Department of Chemistry, Massachusetts Institute of Technology, Cambridge, Massachusetts 02139, United States.
ACS Cent Sci. 2025 Mar 12;11(4):539-549. doi: 10.1021/acscentsci.5c00055. eCollection 2025 Apr 23.
Deep learning models for anticipating the products of organic reactions have found many use cases, including validating retrosynthetic pathways and constraining synthesis-based molecular design tools. Despite compelling performance on popular benchmark tasks, strange and erroneous predictions sometimes ensue when using these models in practice. The core issue is that common benchmarks test models in an setting, whereas many real-world uses for these models are in settings and require a greater degree of extrapolation. To better understand how current reaction predictors work in out-of-distribution domains, we report a series of more challenging evaluations of a prototypical SMILES-based deep learning model. First, we illustrate how performance on randomly sampled data sets is overly optimistic compared to performance when generalizing to new patents or new authors. Second, we conduct time splits that evaluate how models perform when tested on reactions published years after those in their training set, mimicking real-world deployment. Finally, we consider extrapolation across reaction classes to reflect what would be required for the discovery of novel reaction types. This panel of tasks can reveal the capabilities and limitations of today's reaction predictors, acting as a crucial first step in the development of tomorrow's next-generation models capable of reaction discovery.

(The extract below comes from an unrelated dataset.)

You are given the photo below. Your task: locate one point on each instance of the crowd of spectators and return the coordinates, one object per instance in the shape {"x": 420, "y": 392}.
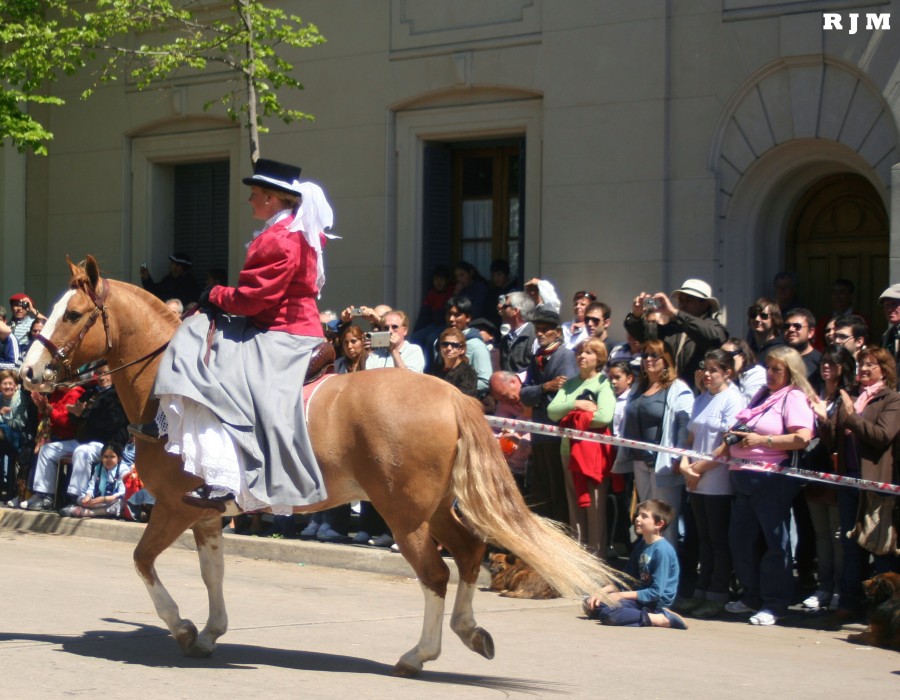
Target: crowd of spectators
{"x": 785, "y": 388}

用于预测有机反应产物的深度学习模型已发现许多用例,包括验证逆合成途径和约束基于合成的分子设计工具。尽管在流行的基准任务上表现出色,但在实际使用这些模型时有时会出现奇怪且错误的预测。核心问题在于,常见基准在一种[此处原文缺失具体内容]设置中测试模型,而这些模型在许多实际应用中处于[此处原文缺失具体内容]设置,并且需要更大程度的外推。为了更好地理解当前反应预测器在分布外领域的工作方式,我们报告了一系列对基于原型SMILES的深度学习模型更具挑战性的评估。首先,我们说明了与推广到新专利或新作者时的性能相比,随机采样数据集上的性能如何过度乐观。其次,我们进行时间分割,以评估模型在对其训练集中反应数年之后发表的反应进行测试时的表现,模拟实际部署情况。最后,我们考虑跨反应类别进行外推,以反映发现新型反应类型所需的条件。这一系列任务可以揭示当今反应预测器的能力和局限性,作为开发能够发现反应的下一代模型的关键第一步。